TLDR:
- 77% of organizations in the education sector experienced cyberattacks in the last 12 months.
- Common attack vectors included phishing, user account compromise, and ransomware.
The education sector is facing unplanned cyber expenses according to a report by Netwrix. The report, based on a survey of 1,309 IT and security professionals globally, reveals that 77% of organizations in the education sector experienced cyberattacks within the last 12 months, showing an increase from 69% in 2023. The most common attack vectors identified were phishing, user account compromise, and ransomware attacks.
Almost half (47%) of organizations in the education sector reported unplanned expenses to address security gaps due to security incidents. Additionally, one in seven organizations faced compliance fines, while every tenth reported changes in senior leadership and lawsuits as a result of cyber incidents.
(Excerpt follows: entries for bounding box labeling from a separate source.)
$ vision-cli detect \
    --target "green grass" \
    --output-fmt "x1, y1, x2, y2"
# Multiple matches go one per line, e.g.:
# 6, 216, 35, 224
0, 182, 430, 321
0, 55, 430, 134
Dirk Schrader, VP of Security Research and Field CISO EMEA at Netwrix, emphasized that addressing the root cause of a security incident often requires additional investments, either in terms of money or effort from the IT security team. Ilia Sotnikov, Security Strategist at Netwrix, highlighted the importance of prioritizing remediation steps to reduce risks following a breach, which may include patching critical servers and implementing manual review steps on certain operations.
In conclusion, the report underscores the need for organizations in the education sector to prioritize cybersecurity measures and invest in securing their infrastructure to mitigate the risks associated with cyberattacks.